Norman didn’t want to talk at all. He just wanted to stare.
“Before the war Karp was a GP in a small Polish town. He – he’s one of the unlucky few who survived the camps.”
“How do you mean unlucky?”
“The price of survival came high in Karp’s case.” Norman twisted his glass round and round self-consciously. “But let’s not talk about him.”
“Why are you smiling?”
“Am I smiling?”
“You’ve been smiling without stop ever since we left Mr. Winkleman’s house.”
Norman put down his drink and started towards her. “No,” she said, “please don’t. There’s something so sordid about hotel rooms.” He sat down again. “You’ve been looking at me like I was a meal ever since we got here,” she added. But then she rose to fill his glass and Norman circled her waist with his arm. He did that almost absently, giving her a chance to withdraw without embarrassment. She looked at him severely.
“Your friends are so sharp and cruel and witty,” she said. “I don’t want them to make something dirty of us.”
“My friends,” he said thickly, “have nothing to do with us.”
“Don’t you see that I could do this just as well at home. Go to bed with a man, I mean. This is Europe. I want things to happen to me here that could never happen to me at home.”
Norman noticed with pleasure that her hair was not blond in the dry refulgent way a movie bad girl’s hair is blond. Sally’s hair was thick, healthy, and streaked with brown. Her calm, sensitive face, however, was not yet fully formed. Absent were the hard lines that made Joey so attractive.
Sally, made uneasy by Norman’s stare, shifted her position on the bed. “Were you a pilot?” she asked.

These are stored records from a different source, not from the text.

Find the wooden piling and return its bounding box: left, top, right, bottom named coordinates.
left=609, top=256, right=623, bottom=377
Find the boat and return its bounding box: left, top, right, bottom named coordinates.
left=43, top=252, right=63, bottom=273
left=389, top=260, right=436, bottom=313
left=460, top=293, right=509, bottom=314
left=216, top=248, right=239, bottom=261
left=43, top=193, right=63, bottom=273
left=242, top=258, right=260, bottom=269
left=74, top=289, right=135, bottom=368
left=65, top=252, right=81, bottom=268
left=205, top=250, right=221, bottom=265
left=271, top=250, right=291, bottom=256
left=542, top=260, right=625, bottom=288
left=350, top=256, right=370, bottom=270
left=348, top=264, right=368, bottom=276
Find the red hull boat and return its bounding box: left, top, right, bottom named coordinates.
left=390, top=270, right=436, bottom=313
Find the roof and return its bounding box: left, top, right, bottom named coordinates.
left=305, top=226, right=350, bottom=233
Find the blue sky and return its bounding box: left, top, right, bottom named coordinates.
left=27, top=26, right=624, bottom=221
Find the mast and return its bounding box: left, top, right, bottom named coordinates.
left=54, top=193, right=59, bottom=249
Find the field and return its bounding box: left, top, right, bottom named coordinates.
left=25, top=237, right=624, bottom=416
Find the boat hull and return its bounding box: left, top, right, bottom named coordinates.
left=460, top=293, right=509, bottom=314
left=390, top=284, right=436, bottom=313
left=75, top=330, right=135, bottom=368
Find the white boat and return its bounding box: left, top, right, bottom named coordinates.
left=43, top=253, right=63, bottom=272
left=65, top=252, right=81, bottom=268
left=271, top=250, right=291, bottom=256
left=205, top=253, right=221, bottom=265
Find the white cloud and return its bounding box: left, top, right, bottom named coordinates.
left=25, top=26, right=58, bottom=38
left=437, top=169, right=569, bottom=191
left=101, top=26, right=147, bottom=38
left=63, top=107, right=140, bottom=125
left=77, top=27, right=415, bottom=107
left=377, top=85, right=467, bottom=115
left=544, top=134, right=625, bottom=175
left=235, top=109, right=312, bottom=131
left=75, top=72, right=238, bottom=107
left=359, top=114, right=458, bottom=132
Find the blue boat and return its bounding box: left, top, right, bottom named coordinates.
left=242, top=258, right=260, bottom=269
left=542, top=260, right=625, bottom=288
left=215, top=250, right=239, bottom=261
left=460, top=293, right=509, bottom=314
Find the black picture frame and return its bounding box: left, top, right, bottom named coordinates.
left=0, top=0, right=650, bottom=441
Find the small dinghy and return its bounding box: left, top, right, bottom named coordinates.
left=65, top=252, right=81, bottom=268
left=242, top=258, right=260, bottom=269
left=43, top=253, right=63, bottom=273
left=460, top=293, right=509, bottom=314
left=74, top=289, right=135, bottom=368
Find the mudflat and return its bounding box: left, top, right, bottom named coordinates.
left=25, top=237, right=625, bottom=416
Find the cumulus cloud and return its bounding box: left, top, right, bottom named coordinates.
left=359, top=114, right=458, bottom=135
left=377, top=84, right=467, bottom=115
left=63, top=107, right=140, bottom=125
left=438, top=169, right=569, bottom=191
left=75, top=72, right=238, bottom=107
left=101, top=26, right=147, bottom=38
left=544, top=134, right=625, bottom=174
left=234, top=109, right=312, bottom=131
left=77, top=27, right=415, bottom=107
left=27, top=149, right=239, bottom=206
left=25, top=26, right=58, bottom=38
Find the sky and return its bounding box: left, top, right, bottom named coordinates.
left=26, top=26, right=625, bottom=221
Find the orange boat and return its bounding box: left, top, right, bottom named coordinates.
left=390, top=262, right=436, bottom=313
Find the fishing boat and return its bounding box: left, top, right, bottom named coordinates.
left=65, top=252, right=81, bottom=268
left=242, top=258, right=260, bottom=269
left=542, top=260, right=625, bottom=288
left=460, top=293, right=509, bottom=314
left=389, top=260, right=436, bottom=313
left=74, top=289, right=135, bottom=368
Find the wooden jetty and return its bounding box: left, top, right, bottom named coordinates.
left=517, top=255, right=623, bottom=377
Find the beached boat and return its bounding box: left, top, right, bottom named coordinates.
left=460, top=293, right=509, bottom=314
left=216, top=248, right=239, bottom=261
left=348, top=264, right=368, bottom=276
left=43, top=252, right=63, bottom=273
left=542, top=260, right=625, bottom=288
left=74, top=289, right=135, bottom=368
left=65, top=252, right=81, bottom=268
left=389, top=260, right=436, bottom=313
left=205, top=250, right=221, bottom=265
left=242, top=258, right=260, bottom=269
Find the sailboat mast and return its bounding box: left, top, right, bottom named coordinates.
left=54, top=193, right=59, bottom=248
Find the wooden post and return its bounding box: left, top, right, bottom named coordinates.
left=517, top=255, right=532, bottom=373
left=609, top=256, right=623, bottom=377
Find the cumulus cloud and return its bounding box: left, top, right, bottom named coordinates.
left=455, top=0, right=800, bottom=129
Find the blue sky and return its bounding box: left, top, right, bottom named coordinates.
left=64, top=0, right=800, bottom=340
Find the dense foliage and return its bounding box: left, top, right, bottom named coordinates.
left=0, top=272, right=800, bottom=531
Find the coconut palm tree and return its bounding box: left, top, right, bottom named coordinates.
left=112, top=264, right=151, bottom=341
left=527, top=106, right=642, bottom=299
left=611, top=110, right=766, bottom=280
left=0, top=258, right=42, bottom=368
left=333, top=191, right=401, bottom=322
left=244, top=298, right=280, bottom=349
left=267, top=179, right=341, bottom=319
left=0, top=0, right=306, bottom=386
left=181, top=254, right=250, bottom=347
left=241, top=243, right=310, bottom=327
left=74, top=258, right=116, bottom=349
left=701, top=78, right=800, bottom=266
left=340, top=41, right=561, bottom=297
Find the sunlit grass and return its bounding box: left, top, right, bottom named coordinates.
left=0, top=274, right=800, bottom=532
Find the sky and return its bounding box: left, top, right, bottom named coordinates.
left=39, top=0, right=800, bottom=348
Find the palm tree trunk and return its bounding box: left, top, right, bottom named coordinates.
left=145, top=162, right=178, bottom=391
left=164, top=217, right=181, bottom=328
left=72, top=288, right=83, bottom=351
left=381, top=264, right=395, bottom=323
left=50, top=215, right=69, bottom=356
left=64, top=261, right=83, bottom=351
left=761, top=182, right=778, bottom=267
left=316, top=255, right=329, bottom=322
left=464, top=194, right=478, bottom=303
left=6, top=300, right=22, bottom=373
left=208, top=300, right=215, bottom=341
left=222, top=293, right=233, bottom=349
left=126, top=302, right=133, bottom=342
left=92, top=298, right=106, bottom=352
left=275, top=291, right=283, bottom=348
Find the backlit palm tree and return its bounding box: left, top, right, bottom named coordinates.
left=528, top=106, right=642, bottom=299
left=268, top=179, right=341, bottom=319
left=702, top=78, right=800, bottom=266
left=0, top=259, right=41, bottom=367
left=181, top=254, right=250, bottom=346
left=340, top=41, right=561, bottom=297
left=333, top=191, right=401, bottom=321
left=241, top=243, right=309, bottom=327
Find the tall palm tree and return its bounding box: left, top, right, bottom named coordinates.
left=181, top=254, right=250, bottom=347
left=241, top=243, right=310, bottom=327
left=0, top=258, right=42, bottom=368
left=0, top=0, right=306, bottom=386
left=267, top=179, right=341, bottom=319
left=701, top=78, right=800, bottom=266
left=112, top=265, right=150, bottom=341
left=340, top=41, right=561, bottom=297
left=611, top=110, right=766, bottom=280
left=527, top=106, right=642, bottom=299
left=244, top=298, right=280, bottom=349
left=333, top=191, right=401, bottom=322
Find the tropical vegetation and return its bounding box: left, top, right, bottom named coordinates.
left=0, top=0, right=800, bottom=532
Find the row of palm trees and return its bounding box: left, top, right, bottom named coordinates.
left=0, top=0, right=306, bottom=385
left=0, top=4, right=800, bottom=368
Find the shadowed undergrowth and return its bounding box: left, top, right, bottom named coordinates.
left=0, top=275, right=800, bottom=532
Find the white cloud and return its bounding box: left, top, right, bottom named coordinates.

He wished people wouldn’t ask that question with such amazement. Maybe it was because he wore glasses. No, he thought, there’s more to it than that. They expect that I would have been something behind the lines. An interpreter, perhaps.
“I was a fighter pilot. I didn’t wear glasses then.”
Sally noticed for the first time that there was something odd about the lower lid of his left eye. It was a Tiersch graft, Norman explained. A layer of skin as thin as cigarette paper taken from the inside of his left arm. Luckily, however, his face had only been slightly scarred. Luckily, he said, his crash had come after they had given up the use of tannic acid for burns. Then he told her in a constrained voice of Hornstein.
“He was a dark, intense man,” he said, “with all the unfortunate characteristics the anti-semite attributes to his people. Whether it was a room full of girls, a pub, or even if it was only the mess, Hornstein always played it the same, like a Hollywood air ace. He was always the guy on the spot when a Canadian correspondent wanted a story.